We were to conduct a fermentation experiment on glucose to produce carbon dioxide & ethanol.

They want us to calculate the theoretical mass of carbon dioxide produced based on a 14% yield. Does anyone know the formula for this, and can you provide an example if you're bothered or something...

thanks in advance.

 

[mitochondria]

Right, first of all, you need to get your equation right and balanced. Given that you get CO₂ and C₂H₅OH from C₆H₁₂O₆, you write:

C₆H₁₂O₆ ----> C₂H₅OH + CO₂

Balancing this gives:

C₆H₁₂O₆ ----> 2C₂H₅OH + 2CO₂


Keep this in mind - almost all yield calculations involve converting things into moles first :

MW_glucose = 180.16 g.mol^-1


So, for a given mass of glucose m_glucose, the amount in moles, m_glucose, is:

n_glucose = (m_glucose/180.16^-1) mol


The theoretical amount of CO₂ you will get out of this is:

n_CO2 = 2 x n_glucose (cf balanced equation)

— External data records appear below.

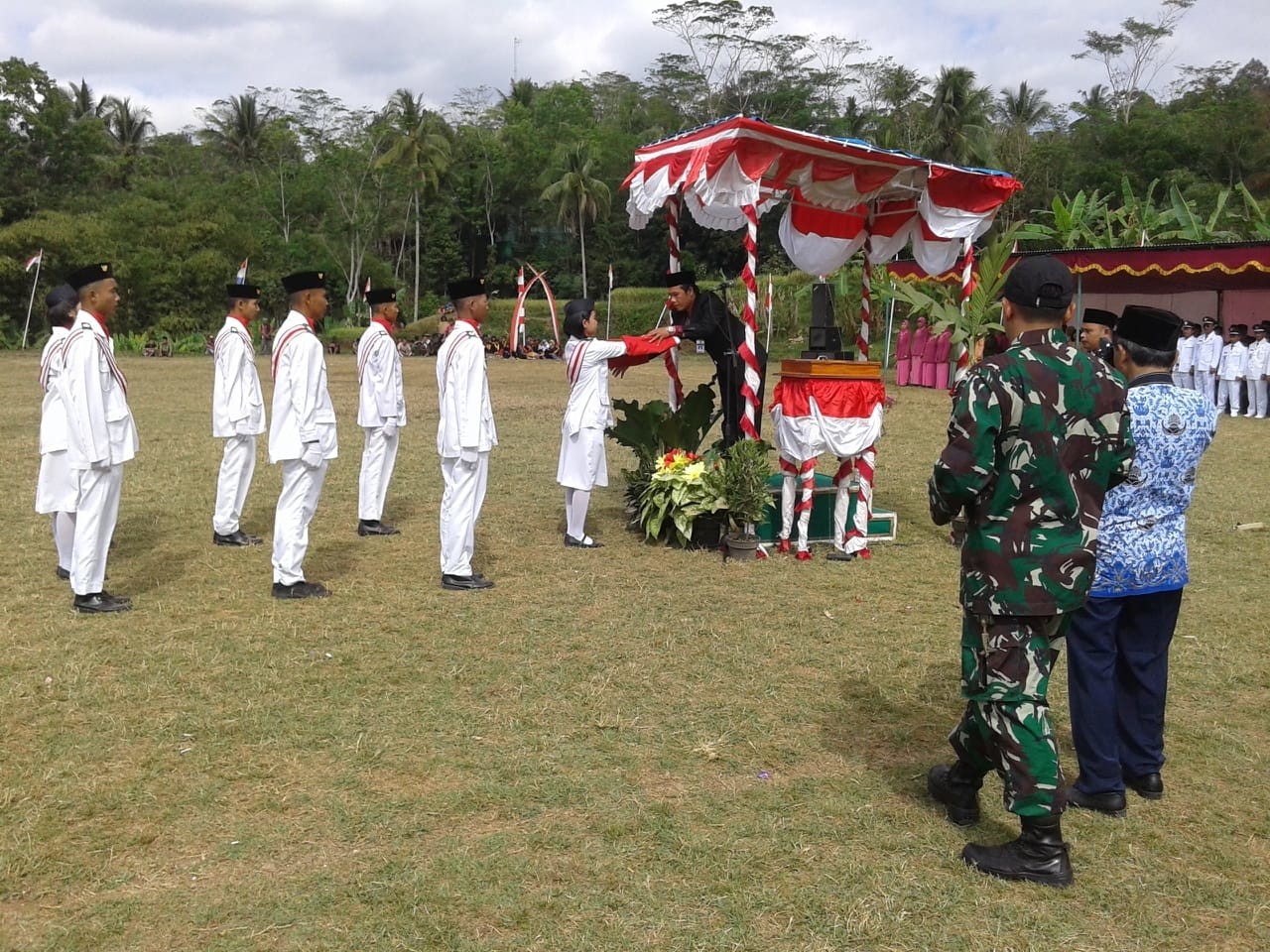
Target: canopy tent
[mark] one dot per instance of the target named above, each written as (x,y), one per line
(839,195)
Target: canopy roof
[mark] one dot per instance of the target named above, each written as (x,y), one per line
(838,193)
(1161,270)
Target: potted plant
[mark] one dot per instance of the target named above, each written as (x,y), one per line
(683,489)
(746,474)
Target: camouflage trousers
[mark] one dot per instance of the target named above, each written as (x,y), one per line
(1006,661)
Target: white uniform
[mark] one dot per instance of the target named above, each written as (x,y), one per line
(380,413)
(58,486)
(1230,370)
(303,413)
(581,434)
(100,436)
(1259,366)
(1207,353)
(1184,366)
(465,435)
(238,417)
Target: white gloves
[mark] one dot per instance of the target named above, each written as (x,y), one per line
(312,456)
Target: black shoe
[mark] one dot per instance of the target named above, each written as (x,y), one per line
(300,589)
(373,527)
(236,538)
(465,583)
(1038,856)
(1150,785)
(100,602)
(957,789)
(1110,803)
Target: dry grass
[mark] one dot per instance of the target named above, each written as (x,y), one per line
(572,760)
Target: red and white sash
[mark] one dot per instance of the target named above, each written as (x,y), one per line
(282,343)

And the corresponding amount of CO₂ produced, in grams is simply:

m_CO2 = n_CO2 x 44.01 g.mol^-1


Since you only get 14% yield, it means that the final amount of CO₂ is 14% of what you would expect, so you simply multiply your final yield by 0.14:

m_CO2 x 0.14 = m_{CO2 Expected}


This can equally well be done before you calculated the mass, that is:

m_{CO2 Expected} = (0.14 x n_CO2) x 44.01 g.mol^-1



Hope that helps!

 

[beardedwoman]

Yeah, we did this to find the theoretical mass of carbon dioxide produced, but my friend and I don't understand where the 14% yield is, or how to get it.

 

[mitochondria]

Yeah, we did this to find the theoretical mass of carbon dioxide produced, but my friend and I don't understand where the 14% yield is, or how to get it.

Apologies! That was silly of me... It's been edited in now.

 

[beardedwoman]

Ah, okay. Thank you!